2. Where tampons need to be changed every 4 to 8 hours, depending on your flow, cups can stay in longer. You can leave a cup in for 12 hours, so they are good for overnight protection.
3. No more leaks. They form a tight seal, so once you get the hang of inserting it, there will be no need to wear a backup pad or pantyliner.
4. It also holds more. A menstrual cup can hold one ounce of liquid, which is about twice the amount of a super-absorbent tampon or pad. You can have mess-free sex during your menses! Yes! you read correctly! The soft, disposable cups are designed with sex in mind. They look like a diaphragm, a contraceptive device, so your partner cannot feel it, and there is no blood to worry about.
5. There is less odour. Menstrual blood may begin to have an odour when it's exposed to air; but since the cup forms an airtight seal, there is no exposure to air, and so no odour.
1. It can be difficult to find the correct fit, because cups come in different sizes depending on age, menstrual flow, and whether you have had a child. Finding the perfect fit can be challenging, and it will take some trial and error, and you may have leaks until you do.
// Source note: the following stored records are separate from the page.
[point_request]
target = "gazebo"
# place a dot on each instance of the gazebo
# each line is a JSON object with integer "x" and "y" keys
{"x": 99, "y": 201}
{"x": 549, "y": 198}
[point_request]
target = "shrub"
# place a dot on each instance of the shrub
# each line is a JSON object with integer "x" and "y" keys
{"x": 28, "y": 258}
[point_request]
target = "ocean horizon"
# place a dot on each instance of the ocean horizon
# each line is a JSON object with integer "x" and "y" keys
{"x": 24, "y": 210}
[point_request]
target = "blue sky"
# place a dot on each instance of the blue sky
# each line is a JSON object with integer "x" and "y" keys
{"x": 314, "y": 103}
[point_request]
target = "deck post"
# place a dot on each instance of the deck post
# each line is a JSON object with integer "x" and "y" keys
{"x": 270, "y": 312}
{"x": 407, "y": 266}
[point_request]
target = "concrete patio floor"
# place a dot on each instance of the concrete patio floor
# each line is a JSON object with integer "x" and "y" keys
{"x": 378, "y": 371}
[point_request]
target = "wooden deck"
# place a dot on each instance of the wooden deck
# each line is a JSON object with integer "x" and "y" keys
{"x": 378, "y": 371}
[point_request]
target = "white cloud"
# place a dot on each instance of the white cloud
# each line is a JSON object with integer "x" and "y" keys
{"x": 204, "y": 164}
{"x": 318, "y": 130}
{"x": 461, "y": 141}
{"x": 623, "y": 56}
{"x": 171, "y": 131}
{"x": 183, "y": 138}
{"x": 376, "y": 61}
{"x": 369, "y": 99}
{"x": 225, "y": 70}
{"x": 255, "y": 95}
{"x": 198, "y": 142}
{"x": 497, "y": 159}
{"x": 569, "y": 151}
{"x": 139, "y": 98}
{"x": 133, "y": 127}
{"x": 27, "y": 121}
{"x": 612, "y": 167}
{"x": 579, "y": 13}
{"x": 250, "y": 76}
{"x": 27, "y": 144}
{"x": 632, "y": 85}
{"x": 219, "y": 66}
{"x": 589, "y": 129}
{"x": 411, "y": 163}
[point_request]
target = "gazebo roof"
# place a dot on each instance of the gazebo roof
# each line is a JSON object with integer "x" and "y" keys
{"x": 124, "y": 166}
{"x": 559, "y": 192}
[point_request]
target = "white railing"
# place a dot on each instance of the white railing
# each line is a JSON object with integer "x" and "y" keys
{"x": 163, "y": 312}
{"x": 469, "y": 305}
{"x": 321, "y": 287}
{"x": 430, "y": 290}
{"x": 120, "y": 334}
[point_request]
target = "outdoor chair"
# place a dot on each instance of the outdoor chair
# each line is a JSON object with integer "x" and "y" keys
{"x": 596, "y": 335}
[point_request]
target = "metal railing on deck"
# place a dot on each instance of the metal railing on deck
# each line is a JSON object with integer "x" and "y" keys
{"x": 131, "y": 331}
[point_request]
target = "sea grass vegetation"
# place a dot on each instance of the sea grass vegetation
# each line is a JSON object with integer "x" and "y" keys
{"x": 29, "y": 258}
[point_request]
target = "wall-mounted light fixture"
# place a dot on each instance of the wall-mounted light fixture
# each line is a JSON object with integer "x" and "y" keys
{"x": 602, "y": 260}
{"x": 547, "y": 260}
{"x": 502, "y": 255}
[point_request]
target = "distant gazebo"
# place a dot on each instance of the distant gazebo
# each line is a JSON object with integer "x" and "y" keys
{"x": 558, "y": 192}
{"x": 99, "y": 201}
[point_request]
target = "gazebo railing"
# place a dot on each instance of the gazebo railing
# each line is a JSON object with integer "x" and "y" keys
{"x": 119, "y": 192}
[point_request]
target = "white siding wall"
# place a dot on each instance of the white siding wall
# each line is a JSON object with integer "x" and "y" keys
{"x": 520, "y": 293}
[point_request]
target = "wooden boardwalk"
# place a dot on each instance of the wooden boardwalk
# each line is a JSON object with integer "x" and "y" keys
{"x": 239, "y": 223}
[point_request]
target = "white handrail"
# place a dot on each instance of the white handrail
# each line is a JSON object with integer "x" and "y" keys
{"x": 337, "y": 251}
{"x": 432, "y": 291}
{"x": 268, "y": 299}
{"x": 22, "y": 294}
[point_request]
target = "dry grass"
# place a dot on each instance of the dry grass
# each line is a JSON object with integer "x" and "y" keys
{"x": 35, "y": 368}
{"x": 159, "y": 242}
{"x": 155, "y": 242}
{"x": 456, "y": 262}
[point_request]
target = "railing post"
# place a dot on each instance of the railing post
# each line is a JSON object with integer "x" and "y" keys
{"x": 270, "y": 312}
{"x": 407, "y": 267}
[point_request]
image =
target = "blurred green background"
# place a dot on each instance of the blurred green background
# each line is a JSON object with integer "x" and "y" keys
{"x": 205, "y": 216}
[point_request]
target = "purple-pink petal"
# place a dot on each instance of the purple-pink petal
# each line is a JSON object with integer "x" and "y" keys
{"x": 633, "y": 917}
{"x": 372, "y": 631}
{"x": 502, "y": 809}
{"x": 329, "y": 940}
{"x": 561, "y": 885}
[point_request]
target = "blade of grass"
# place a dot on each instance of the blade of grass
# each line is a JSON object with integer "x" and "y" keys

2. Removal can be messy and embarrassing. Even though inserting the cup can be easy, removing it not easy at all. In a sitting or squatting position, you will have to use your pelvic floor muscles to push the cup down in the vagina, and then reach in and grab the stem. The base then needs to be pinched in order to break the seal and the cup the tilted slightly backwards to help prevent it from spilling. Also if you need to change the cup in public, you may need to wash out the cup in the bathroom sink.
3. It could interfere with an intrauterine contraceptive device (IUCD). Some manufacturers do not recommend using a menstrual cup if you have an IUCD in place, because the cup could pull on the string and dislodge it.
I do agree that the menstrual cup can be difficult to accept and even sound gross to some persons; it really is not for everybody, but there is nothing unhealthy or unsafe about it.